Checking your lease is a vital first step and if concessions aren‘t permitted you will need to ask your landlord for the lease to be varied which will, unfortunately, come at a price. In the future, make sure your solicitor negotiates the right to grant concessions into a new lease, or even better ask the landlord‘s agent to include it in the head of terms – most switched–on, well advised landlords will agree to it. Where a lease allows the granting of concessions you can usually do so without landlord‘s consent, although notice of the arrangement sometimes has to be given.

The next thing to consider is the concession agreement itself which is a potential minefield. It must be careful not to create a landlord and tenant relationship and the concessionaire can‘t be given exclusive possession of part of the shop or there is a danger that they could acquire statutory rights over that area – in other words they can‘t be made to leave at the end of the concession arrangement or (worse from the landlord‘s point of view) at the end of the term of the retailer‘s lease. Therefore concessionaires need to be moved around at intervals. Department stores excel at this – confusing shoppers but ensuring they don‘t fall foul of the law. Of course whilst it‘s easy for Debenhams to swap Jasper Conran for John Rocha it‘s much harder to relocate a concessionaire within a small shop.

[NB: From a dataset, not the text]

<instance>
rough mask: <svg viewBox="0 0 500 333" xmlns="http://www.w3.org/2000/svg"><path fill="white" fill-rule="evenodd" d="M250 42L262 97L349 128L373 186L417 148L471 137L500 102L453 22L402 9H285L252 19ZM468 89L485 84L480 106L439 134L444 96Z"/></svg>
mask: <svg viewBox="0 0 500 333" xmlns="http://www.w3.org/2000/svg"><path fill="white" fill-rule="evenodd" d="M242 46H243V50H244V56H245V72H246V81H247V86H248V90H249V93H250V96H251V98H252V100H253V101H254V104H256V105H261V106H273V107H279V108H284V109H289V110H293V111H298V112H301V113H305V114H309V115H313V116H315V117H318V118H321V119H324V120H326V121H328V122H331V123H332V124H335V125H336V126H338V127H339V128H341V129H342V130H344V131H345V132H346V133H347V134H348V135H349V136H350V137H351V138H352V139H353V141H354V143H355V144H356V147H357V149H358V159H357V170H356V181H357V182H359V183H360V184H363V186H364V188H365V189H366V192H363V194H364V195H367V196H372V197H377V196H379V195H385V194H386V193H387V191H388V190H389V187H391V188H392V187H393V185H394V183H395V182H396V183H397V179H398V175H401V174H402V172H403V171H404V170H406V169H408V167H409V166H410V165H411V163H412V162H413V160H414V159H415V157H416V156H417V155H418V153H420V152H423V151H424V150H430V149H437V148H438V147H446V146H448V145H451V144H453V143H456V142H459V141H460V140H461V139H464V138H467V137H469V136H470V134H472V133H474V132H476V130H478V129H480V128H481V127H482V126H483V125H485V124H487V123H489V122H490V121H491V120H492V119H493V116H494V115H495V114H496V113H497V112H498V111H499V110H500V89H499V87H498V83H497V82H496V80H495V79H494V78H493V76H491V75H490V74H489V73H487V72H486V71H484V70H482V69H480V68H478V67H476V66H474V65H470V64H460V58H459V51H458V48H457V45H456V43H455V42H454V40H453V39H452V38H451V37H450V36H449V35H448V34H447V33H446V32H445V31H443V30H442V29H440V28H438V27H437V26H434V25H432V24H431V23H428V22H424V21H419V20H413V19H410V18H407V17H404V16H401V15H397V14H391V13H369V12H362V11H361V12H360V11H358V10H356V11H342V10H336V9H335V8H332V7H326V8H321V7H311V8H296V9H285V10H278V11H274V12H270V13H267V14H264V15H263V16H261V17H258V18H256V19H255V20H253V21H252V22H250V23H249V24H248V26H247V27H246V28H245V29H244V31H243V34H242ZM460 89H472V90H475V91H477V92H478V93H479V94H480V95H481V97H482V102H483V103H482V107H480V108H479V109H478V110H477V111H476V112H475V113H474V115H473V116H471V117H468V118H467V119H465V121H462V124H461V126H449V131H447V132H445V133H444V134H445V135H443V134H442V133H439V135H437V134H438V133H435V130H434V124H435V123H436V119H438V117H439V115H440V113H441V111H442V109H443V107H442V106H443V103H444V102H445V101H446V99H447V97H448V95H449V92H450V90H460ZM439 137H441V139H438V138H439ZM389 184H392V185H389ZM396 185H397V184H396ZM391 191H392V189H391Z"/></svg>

Another potential problem is the concessionaire‘s user. If a shop unit has A1 use, planning consent would be needed to use part of it for an A3 restaurant and landlord‘s consent for the change of use might be required as well – both of which involve expense and delay. So plan ahead – take a lease of a unit which already has A3 consent and make sure landlord‘s consent isn‘t required for change of use.

So as long as concessions are put in place properly, they offer a real opportunity for retailers who wish to utilise empty space and introduce innovation and vibrancy into our high streets. And for increasingly time and cash-strapped shoppers, concessions offer the choice and convenience they crave – especially in the run-up to Christmas.